HEFLIN — Blood-curdling screams filled the Cahulga Creek Park during the Cleburne County Middle School Mountain Men Expedition on Friday as various “tribes” competed in the Call of the Wildman contest.
Cleburne County Middle School student Eric Havard screams in the Call of the Wildman contest during the school’s Mountain Men Expedition on Friday in Heflin, Al. pic.twitter.com/tW6K2FYi4W— Bill Wilson (@bwilson_star) May 17, 2019
Fifty-two Cleburne County Middle School seventh-grade boys attended the annual rite of passage which prepares them for their transition to the high school, according to Jennifer Swafford, CCMS guidance counselor.
“We are very, very excited that we get to take these young men off campus for at least one day and have them bond together and discover whether they’re going to be a legend or a myth,” Swafford said.
The boys were divided into the Yeti, Bigfoot and Sasquatch tribes and competed against each other during the day.

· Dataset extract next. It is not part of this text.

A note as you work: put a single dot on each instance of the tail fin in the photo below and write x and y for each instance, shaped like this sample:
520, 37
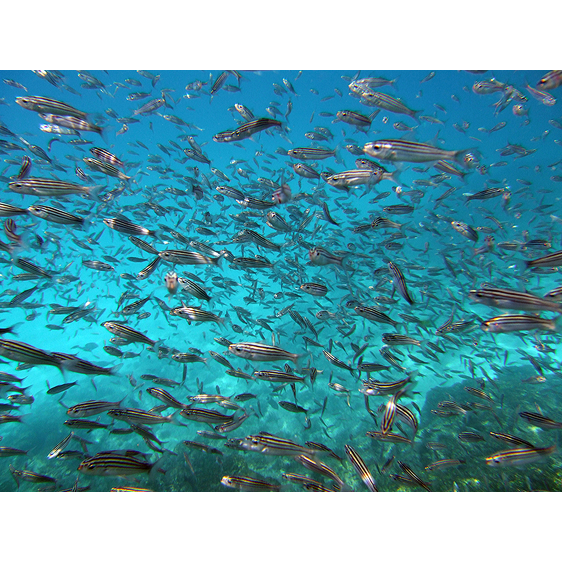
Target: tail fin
468, 158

Activities included making a mountain meal, archery, Bigfoot hunt, fire challenge and disc golf.
Speakers discussed vaping and alcohol, leadership and responsibility.
Brent Thompson, pastor of Heflin Baptist Church, stood in the shade of an oak tree overlooking the Cahulga watershed and gave the kids a heartfelt talking-to.
“We’re just trying to be a positive influence, to help them make the right decisions as they go into high school,” Thompson said.
Thompson stressed reading and leadership during his speech and said if he had a chance to go back in time he would read more.
“I would spend more time reading because if you’re going to lead, listen here, we need leaders guys, we don’t need people that’s just going to follow the crowd and we don’t need people who just fit in. We need people who will stand out, who will step up and will lead,” Thompson said.
Jacob Cavender, 13, chomped on his mountain meal which consisted of steaming hunks of hamburger, potatoes, carrots, mushrooms and onions wrapped in aluminum foil after being cooked in a large grill.
“It’s really good, the potatoes are the best,” said Cavender.
Cavender said the experience made him feel like a “grownup.”
“It’s really fun, it’s funner than I expected it would be,” Cavender said.
Triston Denney, 13, also enjoyed his mountain meal, saying that “it’s full of meat and vegetables and there’s nothing better.”
Todd Chandler, middle school principal, was busy helping other volunteers with the mountain meals at lunch. Chandler said older students have returned to help out with the event, now in its seventh year, and remember it fondly.
“This is a big memory-maker and that’s what’s it about, making memories,” Chandler said.